On November 24, 2020, the Securities and Exchange Commission (“SEC”) issued two proposed rules relating to compensatory offerings under Rule 701 and Form S-8. The SEC has based its proposed changes in large part on a concept release on this topic, originally published by the SEC in July 2018, and the comments solicited in response.

The SEC recognizes that offers and sales of securities as compensation present different issues than offerings made by issuers seeking to raise capital. In particular, the relationship between the issuer and recipient of securities is often different in a compensatory, rather than capital raising, transaction. Acknowledging this difference, the SEC created Rule 701 and Form S-8. Rule 701 is a safe harbor exemption, which allows non-reporting companies to issue securities pursuant to compensatory arrangements without the burdens of registration required under the Securities Act of 1933, as amended.  Reporting companies under the Securities Exchange Act of 1934, as amended (the “Exchange Act”), seeking to register compensatory securities transactions can do so using the specialized Form S-8.

The first proposed rule, Modernization of Rules and Forms for Compensatory Securities Offerings and Sales (the “Modernization Amendment,” Release No. 33-10891, available here) is a general effort to update the parameters and mechanics of Rule 701, Form S-8 and the relationship between the two. The Modernization Amendment is designed to address the significant evolution in compensatory offerings since the SEC last substantively amended these regulations, consistent with principles of investor protection.

The second proposed rule, Temporary Rules to Include Certain “Platform Workers” in Compensatory Offerings under Rule 701 and Form S-8 (the “Platform Workers Amendment,” Release No. 33-10892, available here), expands, on a five-year trial basis, the pool of individuals eligible to receive securities under a Rule 701 exemption or via Form S-8. Through the Platform Workers Amendment, the SEC seeks to address significant developments in the types of compensatory offerings issuers make and the composition of the workforce since Rule 701 and Form S-8 were last substantively amended, paying particular attention to the new types of work relationships that have emerged in the so-called “gig economy.”

Below is a summary of the significant changes contained in the Modernization Amendment and the Platform Workers Amendment (each, an “Amendment”).

The Modernization Amendment

Through the Modernization Amendment, the SEC intends to address changes in compensatory practices, including the types of securities offered, and to modernize and simplify administrative requirements for issuers.
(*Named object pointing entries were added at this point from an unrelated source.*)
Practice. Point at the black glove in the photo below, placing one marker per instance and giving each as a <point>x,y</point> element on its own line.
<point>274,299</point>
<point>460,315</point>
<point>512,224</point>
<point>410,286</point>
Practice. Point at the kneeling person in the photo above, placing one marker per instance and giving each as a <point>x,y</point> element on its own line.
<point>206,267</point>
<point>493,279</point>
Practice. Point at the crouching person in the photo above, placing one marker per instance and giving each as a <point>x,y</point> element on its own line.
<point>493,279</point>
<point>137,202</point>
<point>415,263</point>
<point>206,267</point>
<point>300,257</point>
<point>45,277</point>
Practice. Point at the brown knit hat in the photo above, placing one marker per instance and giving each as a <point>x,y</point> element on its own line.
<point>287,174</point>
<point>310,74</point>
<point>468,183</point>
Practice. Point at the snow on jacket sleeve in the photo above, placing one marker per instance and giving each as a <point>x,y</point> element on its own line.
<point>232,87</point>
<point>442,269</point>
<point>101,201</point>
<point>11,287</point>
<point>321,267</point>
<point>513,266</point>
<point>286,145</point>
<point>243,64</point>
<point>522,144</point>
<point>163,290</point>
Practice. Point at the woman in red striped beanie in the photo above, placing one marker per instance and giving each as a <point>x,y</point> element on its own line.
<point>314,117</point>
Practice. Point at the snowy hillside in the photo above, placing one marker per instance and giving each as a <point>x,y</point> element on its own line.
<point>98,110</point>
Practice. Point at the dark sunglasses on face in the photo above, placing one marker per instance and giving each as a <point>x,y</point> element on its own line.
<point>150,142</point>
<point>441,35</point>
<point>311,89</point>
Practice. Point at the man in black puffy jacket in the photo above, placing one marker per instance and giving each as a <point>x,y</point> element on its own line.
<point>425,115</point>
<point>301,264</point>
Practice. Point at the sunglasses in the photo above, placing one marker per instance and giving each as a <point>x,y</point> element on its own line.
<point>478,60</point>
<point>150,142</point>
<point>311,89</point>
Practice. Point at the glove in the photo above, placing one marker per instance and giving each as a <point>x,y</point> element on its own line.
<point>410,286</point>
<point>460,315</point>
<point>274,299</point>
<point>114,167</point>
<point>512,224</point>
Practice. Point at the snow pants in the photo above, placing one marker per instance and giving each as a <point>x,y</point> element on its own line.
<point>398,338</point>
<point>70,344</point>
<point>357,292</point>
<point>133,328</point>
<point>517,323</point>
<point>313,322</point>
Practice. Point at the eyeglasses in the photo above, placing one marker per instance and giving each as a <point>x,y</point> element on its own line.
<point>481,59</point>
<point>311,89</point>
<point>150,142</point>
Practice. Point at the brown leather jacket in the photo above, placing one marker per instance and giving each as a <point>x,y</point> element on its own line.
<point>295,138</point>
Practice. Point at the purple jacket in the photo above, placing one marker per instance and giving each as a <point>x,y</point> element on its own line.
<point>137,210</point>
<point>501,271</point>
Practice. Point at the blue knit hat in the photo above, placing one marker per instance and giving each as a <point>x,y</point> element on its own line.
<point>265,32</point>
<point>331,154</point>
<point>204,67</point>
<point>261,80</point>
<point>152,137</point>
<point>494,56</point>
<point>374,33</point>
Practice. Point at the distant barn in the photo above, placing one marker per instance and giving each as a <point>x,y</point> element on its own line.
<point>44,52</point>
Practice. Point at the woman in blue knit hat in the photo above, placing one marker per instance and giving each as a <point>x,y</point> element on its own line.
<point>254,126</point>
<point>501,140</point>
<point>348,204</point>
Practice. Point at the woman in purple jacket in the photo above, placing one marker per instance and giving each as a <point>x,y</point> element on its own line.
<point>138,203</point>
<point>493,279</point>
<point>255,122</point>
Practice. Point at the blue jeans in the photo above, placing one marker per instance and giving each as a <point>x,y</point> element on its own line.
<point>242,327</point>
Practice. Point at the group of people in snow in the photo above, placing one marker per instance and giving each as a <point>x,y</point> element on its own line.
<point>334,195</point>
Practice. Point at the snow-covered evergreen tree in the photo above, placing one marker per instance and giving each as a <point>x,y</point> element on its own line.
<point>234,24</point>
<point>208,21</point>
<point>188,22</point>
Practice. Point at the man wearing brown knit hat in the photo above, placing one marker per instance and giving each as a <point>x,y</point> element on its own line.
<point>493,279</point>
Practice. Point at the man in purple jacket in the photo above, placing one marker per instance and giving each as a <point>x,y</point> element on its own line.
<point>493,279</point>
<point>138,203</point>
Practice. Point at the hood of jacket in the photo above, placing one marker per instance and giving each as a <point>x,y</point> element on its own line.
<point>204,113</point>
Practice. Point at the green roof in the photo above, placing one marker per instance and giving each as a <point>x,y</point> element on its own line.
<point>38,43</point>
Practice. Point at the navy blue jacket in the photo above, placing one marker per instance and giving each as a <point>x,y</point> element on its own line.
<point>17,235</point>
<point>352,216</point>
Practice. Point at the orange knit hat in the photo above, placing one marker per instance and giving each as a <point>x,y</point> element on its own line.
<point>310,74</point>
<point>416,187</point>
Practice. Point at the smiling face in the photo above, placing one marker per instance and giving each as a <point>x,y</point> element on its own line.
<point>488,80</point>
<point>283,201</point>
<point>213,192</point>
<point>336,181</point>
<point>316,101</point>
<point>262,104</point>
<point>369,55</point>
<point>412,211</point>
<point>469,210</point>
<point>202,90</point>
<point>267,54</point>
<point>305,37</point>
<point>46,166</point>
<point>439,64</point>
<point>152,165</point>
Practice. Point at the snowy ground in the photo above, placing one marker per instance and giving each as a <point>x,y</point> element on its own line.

With respect to amending Rule 701, the Modernization Amendment would do the following:

  • Revised Disclosure Requirements under Rule 701(e). Revise the additional disclosure requirements under Rule 701(e) for exempt transactions exceeding $10 million, including how the disclosure threshold applies, the type of financial disclosure required, and the frequency with which it must be updated;
    • Limit the additional disclosure requirement to only those sales that exceed Rule 701’s $10 million threshold, within any consecutive 12-month period.
    • Conform the age of financial statement requirement set forth in Rule 701(e) to the corresponding requirement in Part F/S of Form 1-A (i.e., on at least a semi-annual basis completed within three months after the end of the second and fourth quarters).
    • Allow foreign private issuers that are eligible for the exemption from Exchange Act registration provided by Exchange Act Rule 12g3-2(b) to provide financial statements prepared in accordance with home country accounting standards for purposes of Rule 701(e) disclosure without reconciliation to U.S. GAAP in certain circumstances.
    • Allow issuers to provide alternative valuation information, specifically an independent valuation report of the securities’ fair market value as determined by an independent appraisal consistent with the rules and regulations under Internal Revenue Code Section 409A, in lieu of financial statements, for purposes of Rule 701(e) disclosure.
  • Revised Disclosure Timing for Derivative Securities. Revise the time at which such disclosure is required to be delivered for derivative securities that do not involve a decision by the recipient to exercise or convert in specified circumstances where such derivative securities are granted to new hires;
    • If the sale involves a stock option or other derivative security that involves a decision to exercise or convert, the issuer would continue to be required to deliver disclosure a reasonable period of time before the date of exercise or conversion.
    • If the sale involves a restricted stock unit (an “RSU”) or other derivative security that does not involve a decision to exercise or convert, the issuer generally would continue to be required to deliver disclosure a reasonable period of time before the date the RSU or similar derivative security is granted.
    • For RSUs or similar derivative securities granted in connection with a new employee hire, disclosure would be considered delivered a reasonable period of time before the date of sale if it is provided no later than 14 calendar days after the date the person begins employment.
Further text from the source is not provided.